Background: Because of intensive marrow depression and improved survival, patients with hematologic and oncologic malignancies are dependent on transfusion for a longer period. It has been advocated that these patients should receive blood that is matched for blood group antigens other than ABO and D. A retrospective study was performed on the rate of alloimmunization against red cell antigens in 564 patients with malignant hematologic diseases over a period of 10 years.
Study design and methods: Records of transfusion and immunohematologic studies of all patients (n = 1066) with malignant myeloproliferative and lymphoproliferative diseases diagnosed between 1987 and 1996 at one hospital were collected from the hospital computer blood bank files. Transfusions were correlated with antibody formation. Factors affecting this correlation were analyzed.

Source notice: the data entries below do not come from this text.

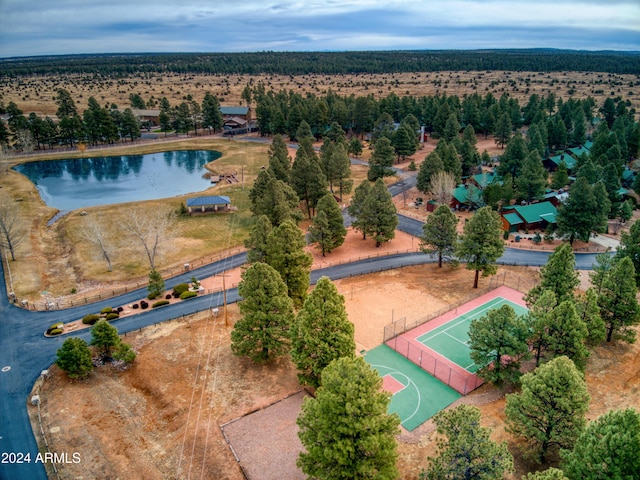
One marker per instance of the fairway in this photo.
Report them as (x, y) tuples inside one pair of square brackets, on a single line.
[(417, 396), (451, 340)]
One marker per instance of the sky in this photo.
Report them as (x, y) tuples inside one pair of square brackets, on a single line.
[(56, 27)]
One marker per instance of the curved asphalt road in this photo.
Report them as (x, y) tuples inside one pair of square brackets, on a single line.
[(25, 352)]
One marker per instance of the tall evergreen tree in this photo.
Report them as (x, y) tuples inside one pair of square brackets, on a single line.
[(74, 358), (609, 448), (481, 243), (279, 162), (498, 341), (285, 253), (582, 214), (465, 448), (619, 306), (549, 412), (322, 332), (439, 234), (430, 166), (328, 225), (381, 160), (346, 430), (262, 333), (258, 238), (532, 182), (356, 207), (630, 247), (379, 214)]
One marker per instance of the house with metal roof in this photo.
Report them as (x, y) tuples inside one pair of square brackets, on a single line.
[(528, 217), (209, 203)]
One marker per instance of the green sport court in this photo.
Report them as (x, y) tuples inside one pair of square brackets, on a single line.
[(429, 367)]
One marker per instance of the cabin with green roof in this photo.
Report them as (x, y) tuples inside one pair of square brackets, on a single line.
[(528, 217)]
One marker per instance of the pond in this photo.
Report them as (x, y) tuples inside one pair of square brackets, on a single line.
[(85, 182)]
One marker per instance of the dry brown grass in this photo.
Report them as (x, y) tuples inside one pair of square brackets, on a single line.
[(36, 94)]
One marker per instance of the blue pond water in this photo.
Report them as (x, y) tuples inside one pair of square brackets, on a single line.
[(78, 183)]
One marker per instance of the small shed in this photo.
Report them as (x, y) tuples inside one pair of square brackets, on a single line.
[(210, 203)]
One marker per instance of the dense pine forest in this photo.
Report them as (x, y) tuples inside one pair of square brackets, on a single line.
[(298, 63)]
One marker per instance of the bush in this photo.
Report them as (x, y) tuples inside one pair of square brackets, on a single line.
[(179, 289), (187, 295), (90, 319)]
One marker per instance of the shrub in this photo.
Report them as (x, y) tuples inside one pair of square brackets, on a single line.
[(90, 319), (179, 289), (186, 295)]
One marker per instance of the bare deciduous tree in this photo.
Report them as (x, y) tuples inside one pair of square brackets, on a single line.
[(152, 229), (96, 233), (11, 228), (441, 187)]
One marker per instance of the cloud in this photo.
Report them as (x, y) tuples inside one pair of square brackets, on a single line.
[(33, 27)]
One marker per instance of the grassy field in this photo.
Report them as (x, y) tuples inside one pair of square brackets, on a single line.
[(57, 259)]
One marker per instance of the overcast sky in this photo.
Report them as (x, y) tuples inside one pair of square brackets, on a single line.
[(43, 27)]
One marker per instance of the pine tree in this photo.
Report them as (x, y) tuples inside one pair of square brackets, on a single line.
[(439, 234), (262, 334), (380, 214), (356, 206), (257, 241), (285, 253), (549, 412), (532, 182), (560, 177), (381, 160), (346, 430), (566, 334), (322, 332), (630, 247), (618, 302), (328, 225), (279, 161), (609, 448), (481, 243), (105, 337), (465, 449), (74, 358), (430, 166), (497, 342)]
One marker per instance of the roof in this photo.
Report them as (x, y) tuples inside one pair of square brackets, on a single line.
[(512, 218), (536, 212), (461, 194), (569, 161), (234, 110), (577, 151), (208, 200)]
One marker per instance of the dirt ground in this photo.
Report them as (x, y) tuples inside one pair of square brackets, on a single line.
[(161, 418)]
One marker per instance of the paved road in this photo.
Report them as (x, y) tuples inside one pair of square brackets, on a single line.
[(25, 352)]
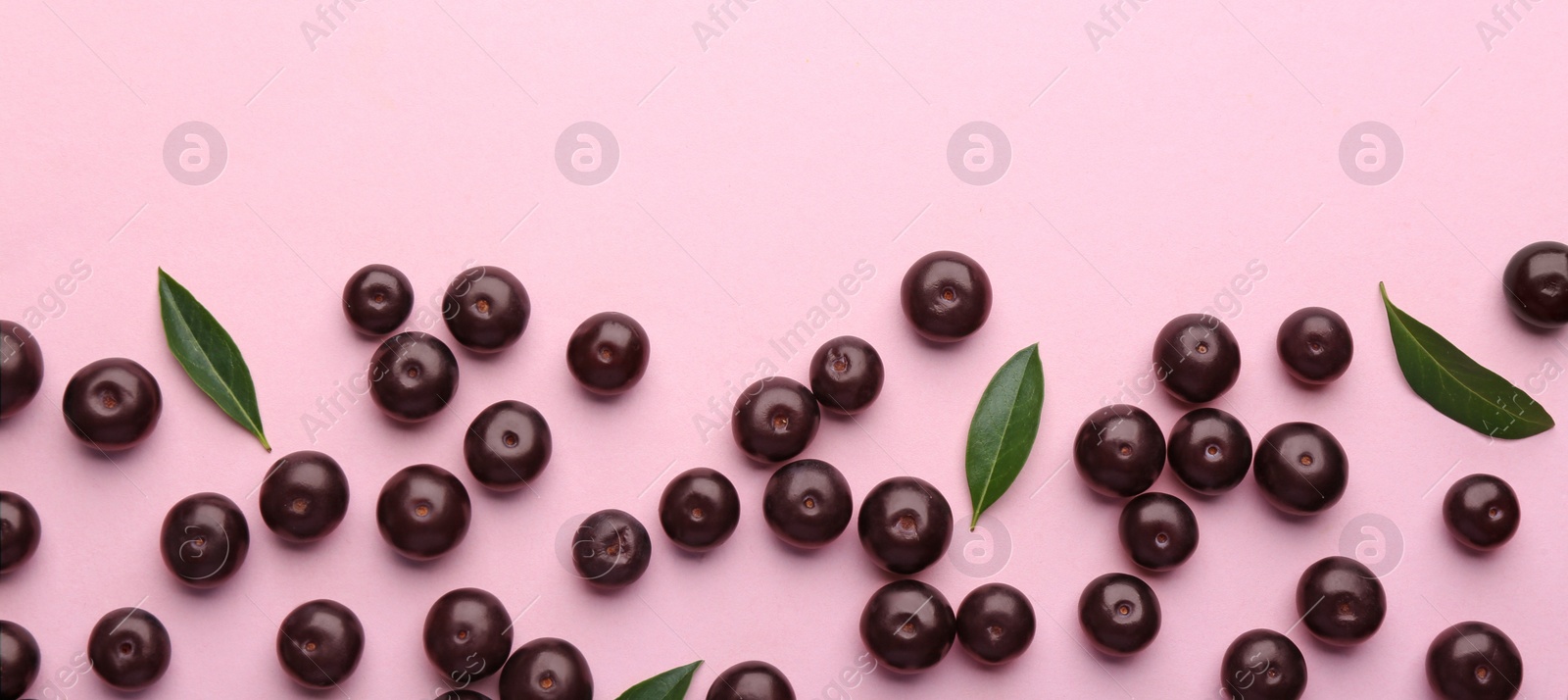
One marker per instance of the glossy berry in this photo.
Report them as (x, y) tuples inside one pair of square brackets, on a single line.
[(1300, 468), (946, 295), (846, 374), (18, 660), (112, 404), (305, 496), (546, 669), (1209, 451), (612, 550), (1536, 284), (413, 375), (609, 354), (906, 525), (1120, 451), (20, 530), (320, 642), (1262, 664), (507, 444), (996, 624), (1120, 614), (908, 626), (1314, 345), (467, 634), (21, 368), (204, 540), (1197, 358), (700, 509), (1482, 512), (752, 679), (486, 310), (1474, 661), (808, 503), (423, 512), (1157, 530), (376, 300), (775, 420), (129, 648), (1341, 601)]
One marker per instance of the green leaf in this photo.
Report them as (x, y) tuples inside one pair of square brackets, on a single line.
[(1457, 386), (1004, 427), (670, 684), (209, 355)]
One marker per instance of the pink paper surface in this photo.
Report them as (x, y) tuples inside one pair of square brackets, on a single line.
[(1178, 157)]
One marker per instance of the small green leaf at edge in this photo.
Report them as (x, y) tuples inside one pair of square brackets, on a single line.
[(231, 386), (1415, 357), (1004, 427), (670, 684)]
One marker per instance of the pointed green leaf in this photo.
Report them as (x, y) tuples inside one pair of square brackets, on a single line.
[(1457, 386), (1004, 427), (670, 684), (209, 355)]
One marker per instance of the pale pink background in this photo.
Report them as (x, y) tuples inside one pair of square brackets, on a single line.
[(808, 137)]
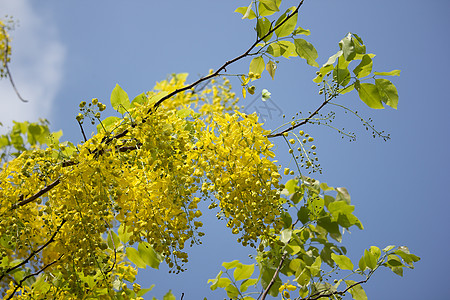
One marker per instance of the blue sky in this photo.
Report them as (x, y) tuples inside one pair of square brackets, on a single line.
[(65, 52)]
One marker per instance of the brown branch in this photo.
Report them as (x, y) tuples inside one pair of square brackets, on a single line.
[(159, 102), (52, 239), (5, 64), (32, 275), (272, 281)]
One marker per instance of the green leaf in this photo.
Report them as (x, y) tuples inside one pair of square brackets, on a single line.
[(232, 291), (231, 265), (357, 291), (113, 243), (247, 283), (243, 272), (303, 214), (398, 271), (369, 258), (246, 11), (342, 261), (341, 76), (270, 5), (394, 261), (263, 26), (307, 51), (107, 123), (287, 219), (257, 65), (282, 48), (134, 257), (362, 264), (332, 60), (388, 92), (375, 251), (271, 67), (215, 281), (315, 205), (388, 248), (285, 236), (348, 47), (300, 30), (120, 100), (139, 99), (264, 10), (315, 267), (391, 73), (370, 95), (364, 68), (343, 195), (169, 296), (149, 255), (291, 186), (289, 26)]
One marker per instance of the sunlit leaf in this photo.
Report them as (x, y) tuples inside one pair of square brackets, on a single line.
[(307, 51), (388, 92), (120, 100), (243, 272)]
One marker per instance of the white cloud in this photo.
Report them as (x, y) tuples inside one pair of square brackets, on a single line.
[(36, 65)]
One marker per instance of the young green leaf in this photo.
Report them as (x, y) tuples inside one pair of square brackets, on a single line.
[(370, 95), (134, 256), (348, 47), (369, 258), (289, 26), (307, 51), (356, 291), (149, 255), (247, 283), (263, 26), (243, 272), (246, 11), (364, 68), (231, 264), (388, 92), (271, 67), (270, 5), (120, 100), (342, 261)]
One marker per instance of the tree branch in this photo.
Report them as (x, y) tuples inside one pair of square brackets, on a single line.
[(32, 275), (5, 64), (227, 63)]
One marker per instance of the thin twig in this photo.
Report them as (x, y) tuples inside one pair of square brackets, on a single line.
[(32, 275), (5, 64), (52, 239)]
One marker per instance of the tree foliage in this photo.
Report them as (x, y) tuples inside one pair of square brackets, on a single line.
[(78, 221)]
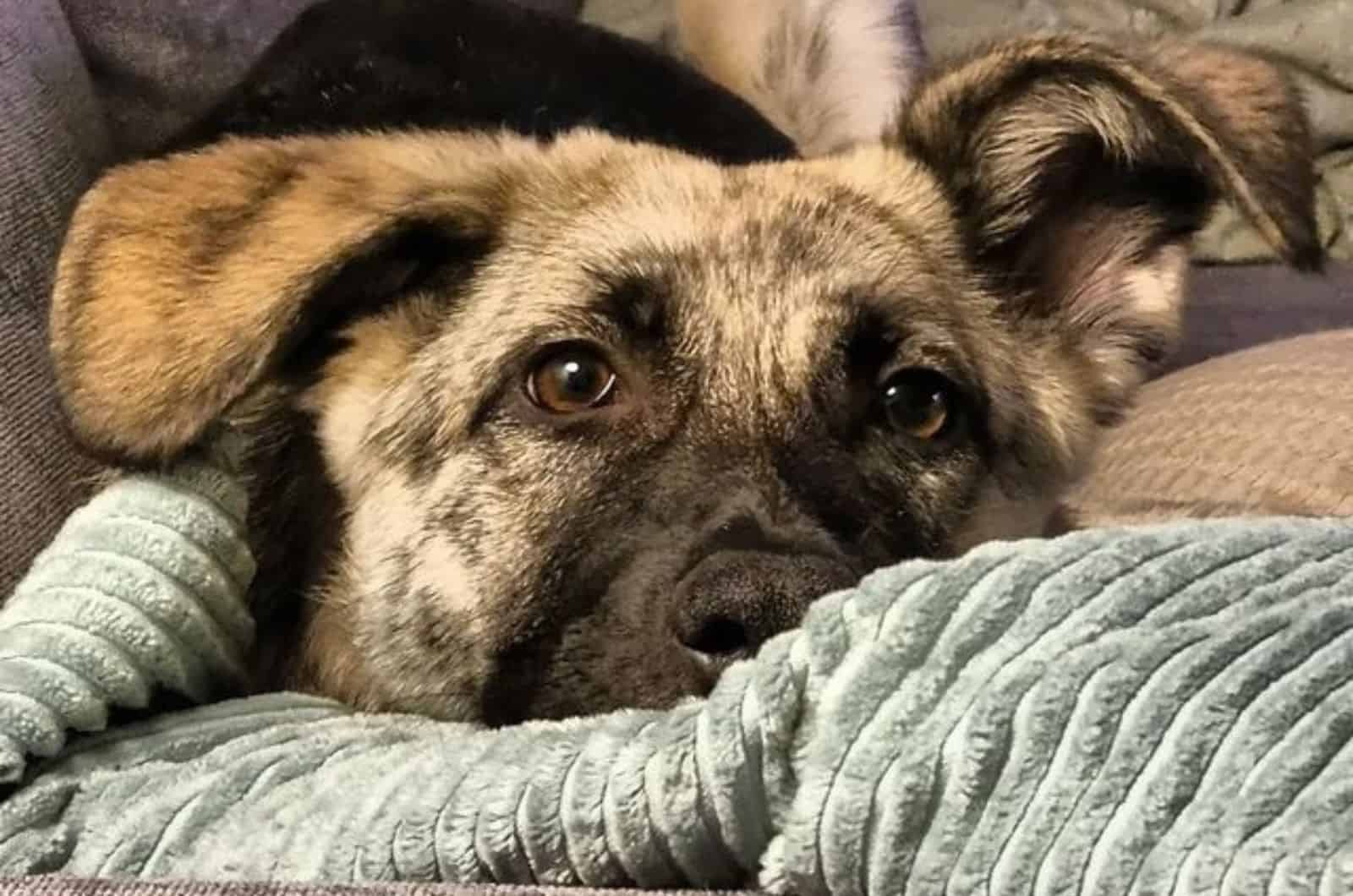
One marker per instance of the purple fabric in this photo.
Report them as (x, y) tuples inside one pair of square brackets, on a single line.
[(52, 144)]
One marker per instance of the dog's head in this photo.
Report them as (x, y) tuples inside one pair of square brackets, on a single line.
[(601, 417)]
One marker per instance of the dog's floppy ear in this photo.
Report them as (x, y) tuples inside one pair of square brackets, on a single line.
[(1080, 173), (830, 74), (186, 281)]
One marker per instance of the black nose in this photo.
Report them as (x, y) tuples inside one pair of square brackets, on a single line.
[(734, 601)]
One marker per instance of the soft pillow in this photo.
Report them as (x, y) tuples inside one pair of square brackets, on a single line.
[(1264, 430)]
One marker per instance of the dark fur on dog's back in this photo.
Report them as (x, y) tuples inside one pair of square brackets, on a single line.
[(372, 310), (479, 65)]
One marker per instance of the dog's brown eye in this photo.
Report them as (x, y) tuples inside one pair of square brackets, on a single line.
[(919, 403), (572, 380)]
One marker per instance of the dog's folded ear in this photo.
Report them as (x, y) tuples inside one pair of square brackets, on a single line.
[(1082, 172), (830, 74), (186, 281)]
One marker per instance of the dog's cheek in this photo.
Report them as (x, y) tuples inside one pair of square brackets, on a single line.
[(403, 623)]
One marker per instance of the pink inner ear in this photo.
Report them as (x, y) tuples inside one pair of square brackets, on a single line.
[(1109, 285)]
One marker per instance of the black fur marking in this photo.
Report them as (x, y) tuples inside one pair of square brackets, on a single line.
[(474, 65)]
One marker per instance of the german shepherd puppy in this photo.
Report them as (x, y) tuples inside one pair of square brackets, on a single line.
[(552, 425)]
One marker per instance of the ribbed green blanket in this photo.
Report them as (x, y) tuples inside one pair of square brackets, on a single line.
[(1147, 711)]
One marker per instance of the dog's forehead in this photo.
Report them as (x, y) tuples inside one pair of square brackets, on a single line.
[(759, 259)]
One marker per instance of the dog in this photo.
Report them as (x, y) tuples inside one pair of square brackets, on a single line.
[(545, 427)]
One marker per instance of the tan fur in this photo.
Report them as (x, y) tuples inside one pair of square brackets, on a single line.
[(830, 74), (459, 553)]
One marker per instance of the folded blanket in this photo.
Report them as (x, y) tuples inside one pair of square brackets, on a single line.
[(1148, 711)]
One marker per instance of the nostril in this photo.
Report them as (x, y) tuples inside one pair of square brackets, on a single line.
[(719, 636)]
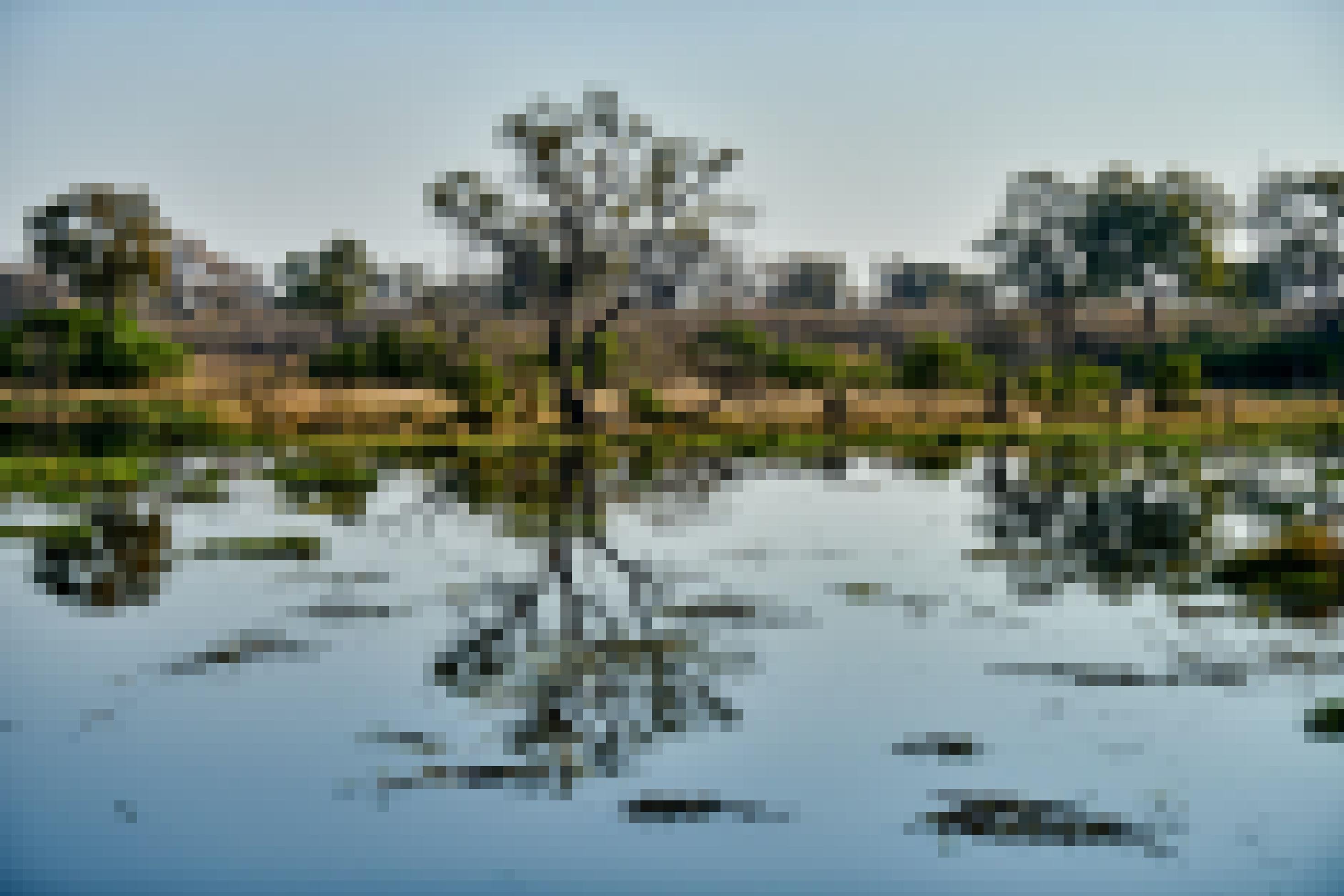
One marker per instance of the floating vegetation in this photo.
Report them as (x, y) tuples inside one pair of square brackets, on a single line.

Results: Seventy-one antibodies were found in 51 patients. The overall immunization rate was 9.0 percent. Fifty percent of antibodies were formed after 13 units had been transfused. Once a patient had formed an antibody, the probability of additional antibodies increased 3.3-fold. Anti-c, anti-E, and anti-K composed the majority of antibodies found. Four patients formed Rh system antibodies after incompatible platelet transfusions. Patients who underwent intensive chemotherapy formed antibodies at a much lower rate than other patients. More than 40 percent of antibodies became undetectable after the first detection. No difficulty was encountered in finding compatible blood for these patients.
Conclusions: Antibody formation in hematologic malignancies is comparable to that in other diseases requiring multiple blood transfusions. Extensive antigen matching before transfusion of patients with hematologic and oncologic malignancies is not necessary and leads to increased costs.